Jumat, 10 Februari 2012

This Week In The News

There are a lot of stories in the news lately that have a forensic connection: the disgruntled noncustodial father who blew up his house (and kids), Madonna's stalker who eloped from a psychiatric hospital, a recent legal decision out of Georgia about assisted suicide, and an inmate with gender identity disorder who may be the first to get a state-sponsored sex change operation.


Where to begin, where to begin?


The Georgia decision has personal relevance since it means one of our retired local doctors won't face murder charges for offering advice and encouragement from a distance to someone who died of suicide there. The Georgia Supreme Court decided that the law banning suicide in that state was unconstitutional since it barred mere conversation about the issue separate from any act of aiding a suicide. As such, it was an unlawful infringement on free speech. It's hard to believe that it's been five years already since the first time I've blogged about this topic and fifteen years since the US Supreme Court said it was OK to ban it. Over half the country has laws against it now, but I don't know how many, if any, could be at risk because of the issue with the Georgia statute.

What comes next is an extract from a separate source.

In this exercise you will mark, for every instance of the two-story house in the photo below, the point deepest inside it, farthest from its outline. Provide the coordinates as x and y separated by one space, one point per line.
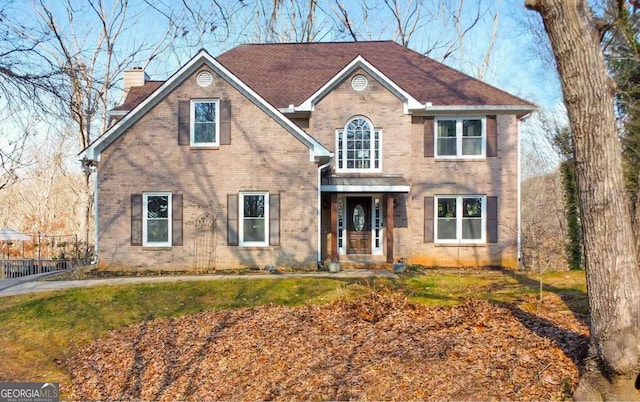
295 154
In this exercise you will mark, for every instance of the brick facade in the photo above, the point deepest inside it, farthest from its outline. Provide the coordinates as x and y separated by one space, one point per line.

The story about the inmate with gender identity disorder (found thanks to my friend Lorry Schoenly's twitter feed---thanks Lorry! please follow her) also interests me because it's an emerging issue in the treatment rights of prisoners. Specifically, prisoners with gender identity disorder. We've talked about gender identity disorder before on podcasts number 20 and 21 (which included an interview with Dr. Chris Kraft about evaluation and treatment), respectively. I blogged about the history of right to treatment for prisoners here, but there's been one significant change since that 2006 blog post: courts have decided that gender identity disorder does constitute a serious mental disorder which requires treatment. What the courts are arguing about now is whether that right to treatment includes sex change operations. The state of Wisconsin passed a law to ban use of health care funds for this, but that law was overturned as unconstitutional. Prisons are required to continue hormone therapy if it was being prescribed prior to incarceration, though.


Separate from the issue of treatment, GID prisoners don't have a right to dress in opposite sex clothing or to have access to makeup. They don't have a right to be housed in a facility consistent with their gender identity. (Female prisoners sued, and won, cases alleging invasion of privacy when male-to-female GID inmates were housed in a female correctional facility.)


So that's where we are on the GID inmate front. Regarding the Madonna stalker, well, I have some personal experiences with psychotic stalkers but since I don't blog about specific patients that story will go untold.


That leaves the child murder story. Ugh. No thanks. I've seen these cases, they're awful, I'd rather not dwell on them. I'm taking a personal pass.